He testified that the investigators stood by his side during the half-hour call in April 2005, silently feeding him questions and suggesting approaches.
During the call, Finn told McGuire he had been summoned to an interview with detectives and was terrified about the meeting which he called "going into the lion's den." He repeatedly asked her to tell him the truth about William McGuire's death and specifically pressed her for the whereabouts of a .38-caliber gun that she had purchased before the murder.
She denied hiding anything from him. She said she did not know where the gun was and urged him to tell police the truth, saying that nothing he knew was going to get him or her in trouble.
But Finn said he was convinced she was holding something back.
"Like what?

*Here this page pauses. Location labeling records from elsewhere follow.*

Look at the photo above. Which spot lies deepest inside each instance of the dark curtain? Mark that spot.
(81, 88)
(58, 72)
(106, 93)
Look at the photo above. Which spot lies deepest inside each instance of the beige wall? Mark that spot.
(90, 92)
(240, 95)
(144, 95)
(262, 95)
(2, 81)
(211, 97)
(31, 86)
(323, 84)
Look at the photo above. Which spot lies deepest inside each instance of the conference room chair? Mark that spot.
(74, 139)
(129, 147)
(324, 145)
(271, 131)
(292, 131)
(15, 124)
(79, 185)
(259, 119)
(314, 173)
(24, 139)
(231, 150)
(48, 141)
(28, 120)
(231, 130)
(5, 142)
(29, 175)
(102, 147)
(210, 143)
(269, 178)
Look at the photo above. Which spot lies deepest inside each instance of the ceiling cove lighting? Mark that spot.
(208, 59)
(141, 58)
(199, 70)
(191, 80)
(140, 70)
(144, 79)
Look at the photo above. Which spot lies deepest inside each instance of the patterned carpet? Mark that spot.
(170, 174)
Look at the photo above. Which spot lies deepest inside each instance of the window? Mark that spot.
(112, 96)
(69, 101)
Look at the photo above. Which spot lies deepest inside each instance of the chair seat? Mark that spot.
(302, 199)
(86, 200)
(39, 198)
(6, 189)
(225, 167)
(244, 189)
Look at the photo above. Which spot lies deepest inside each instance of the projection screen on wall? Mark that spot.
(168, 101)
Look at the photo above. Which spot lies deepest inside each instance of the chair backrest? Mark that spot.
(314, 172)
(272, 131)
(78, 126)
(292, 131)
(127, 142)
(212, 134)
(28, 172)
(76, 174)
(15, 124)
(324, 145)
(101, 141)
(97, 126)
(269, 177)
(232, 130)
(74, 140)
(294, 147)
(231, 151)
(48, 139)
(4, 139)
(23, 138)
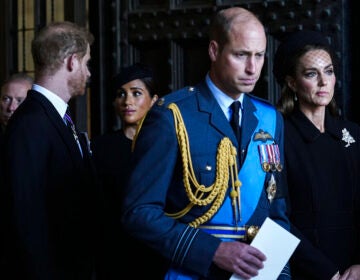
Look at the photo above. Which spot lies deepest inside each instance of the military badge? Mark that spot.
(270, 157)
(262, 136)
(271, 189)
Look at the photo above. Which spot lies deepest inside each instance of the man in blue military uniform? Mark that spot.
(194, 192)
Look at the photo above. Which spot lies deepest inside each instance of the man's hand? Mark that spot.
(239, 258)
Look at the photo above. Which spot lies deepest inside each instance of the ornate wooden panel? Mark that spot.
(172, 37)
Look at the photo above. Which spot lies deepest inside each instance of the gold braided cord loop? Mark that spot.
(226, 167)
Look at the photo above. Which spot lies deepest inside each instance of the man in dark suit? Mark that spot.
(49, 179)
(190, 196)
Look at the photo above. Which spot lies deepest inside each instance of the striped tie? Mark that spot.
(71, 126)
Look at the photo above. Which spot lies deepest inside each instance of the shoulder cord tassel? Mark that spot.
(214, 194)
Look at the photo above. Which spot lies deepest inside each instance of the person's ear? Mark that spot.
(213, 50)
(154, 99)
(72, 61)
(290, 81)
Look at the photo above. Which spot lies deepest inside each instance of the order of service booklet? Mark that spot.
(277, 244)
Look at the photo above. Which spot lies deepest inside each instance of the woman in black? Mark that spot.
(322, 154)
(134, 94)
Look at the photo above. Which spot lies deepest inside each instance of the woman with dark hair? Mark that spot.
(322, 155)
(134, 93)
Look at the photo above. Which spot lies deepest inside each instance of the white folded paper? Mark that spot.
(277, 244)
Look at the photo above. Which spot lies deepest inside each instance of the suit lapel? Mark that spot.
(58, 124)
(208, 104)
(248, 122)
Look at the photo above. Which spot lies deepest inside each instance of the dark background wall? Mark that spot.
(171, 36)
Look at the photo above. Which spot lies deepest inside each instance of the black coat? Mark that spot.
(121, 252)
(323, 171)
(54, 201)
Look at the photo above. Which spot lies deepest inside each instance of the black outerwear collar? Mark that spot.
(308, 130)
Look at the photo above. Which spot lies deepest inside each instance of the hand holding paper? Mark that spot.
(277, 244)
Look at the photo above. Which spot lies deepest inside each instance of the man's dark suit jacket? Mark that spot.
(53, 198)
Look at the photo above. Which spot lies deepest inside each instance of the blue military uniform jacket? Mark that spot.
(156, 185)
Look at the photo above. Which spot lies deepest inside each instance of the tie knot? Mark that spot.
(235, 107)
(67, 116)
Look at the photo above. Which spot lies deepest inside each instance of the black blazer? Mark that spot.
(54, 200)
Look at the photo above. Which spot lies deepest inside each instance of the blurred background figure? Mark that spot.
(13, 92)
(322, 156)
(134, 93)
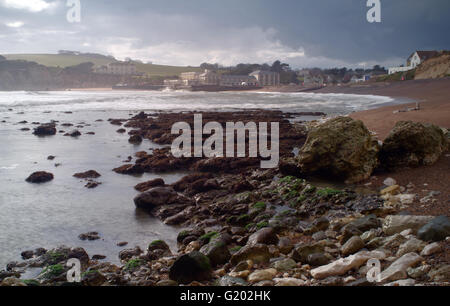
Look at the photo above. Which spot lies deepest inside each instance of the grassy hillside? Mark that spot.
(62, 60)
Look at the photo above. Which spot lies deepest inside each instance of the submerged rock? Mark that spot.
(413, 144)
(341, 148)
(191, 267)
(435, 230)
(40, 177)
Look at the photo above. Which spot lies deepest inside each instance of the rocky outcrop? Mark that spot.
(341, 148)
(412, 144)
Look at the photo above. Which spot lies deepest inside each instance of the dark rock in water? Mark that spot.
(265, 236)
(159, 196)
(129, 169)
(191, 267)
(158, 245)
(27, 254)
(135, 139)
(342, 148)
(130, 253)
(92, 184)
(412, 144)
(45, 130)
(89, 236)
(142, 187)
(98, 257)
(435, 230)
(40, 177)
(259, 253)
(87, 174)
(79, 253)
(74, 133)
(217, 252)
(367, 223)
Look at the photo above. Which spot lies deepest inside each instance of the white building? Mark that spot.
(266, 78)
(414, 60)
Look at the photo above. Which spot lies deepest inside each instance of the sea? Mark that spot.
(56, 213)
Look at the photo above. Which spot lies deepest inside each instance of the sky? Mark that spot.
(303, 33)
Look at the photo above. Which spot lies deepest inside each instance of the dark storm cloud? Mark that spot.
(301, 32)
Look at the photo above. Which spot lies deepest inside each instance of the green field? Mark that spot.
(62, 60)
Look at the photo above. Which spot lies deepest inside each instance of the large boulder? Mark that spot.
(341, 148)
(40, 177)
(191, 267)
(412, 144)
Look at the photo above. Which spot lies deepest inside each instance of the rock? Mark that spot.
(284, 265)
(289, 282)
(264, 236)
(229, 281)
(127, 254)
(89, 236)
(301, 252)
(258, 253)
(142, 187)
(217, 252)
(352, 246)
(191, 267)
(418, 272)
(412, 144)
(441, 274)
(435, 230)
(401, 283)
(135, 139)
(74, 133)
(343, 265)
(40, 177)
(431, 249)
(93, 278)
(412, 245)
(262, 275)
(12, 282)
(159, 196)
(45, 130)
(167, 283)
(397, 270)
(342, 148)
(367, 223)
(389, 181)
(397, 223)
(392, 190)
(317, 259)
(158, 245)
(88, 174)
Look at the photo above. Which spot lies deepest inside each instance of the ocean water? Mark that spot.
(55, 213)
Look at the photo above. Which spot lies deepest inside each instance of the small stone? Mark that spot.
(289, 282)
(352, 246)
(389, 182)
(262, 275)
(431, 249)
(392, 190)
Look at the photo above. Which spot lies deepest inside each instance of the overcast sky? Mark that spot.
(303, 33)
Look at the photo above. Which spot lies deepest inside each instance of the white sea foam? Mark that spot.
(182, 100)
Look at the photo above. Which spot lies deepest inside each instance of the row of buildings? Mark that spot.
(414, 60)
(210, 78)
(117, 68)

That I killed my husband?" she asked with a note of incredulity.
"Did you?" he asked.
"No. Thanks for asking," she snapped.
Finn persisted, telling McGuire, who had rejected several declarations of his love in nursing school, that he was only seeking information to help her.
"Melanie, I love you. I'll do anything for you. Tell me," he pleaded.
"I didn't f---ing do it," she answered.
When he later reiterated his disbelief, McGuire broke into sobs.
Jurors appeared riveted by the recording and the rest of Finn's testimony. The panelists followed a transcript of the call intently with a few jurors opting for headphones to enhance the audio quality.
Finn described how his school friendship with McGuire in the mid-1990s quickly turned to infatuation.
"I eventually thought she was the best thing since sliced bread, fell madly in love with her, actually," he said.
McGuire gazed toward him from the defense table as he testified. Occasionally, she whispered to one of her lawyers or scribbled a note. The pair only seemed to make eye contact once, when Finn first took the stand.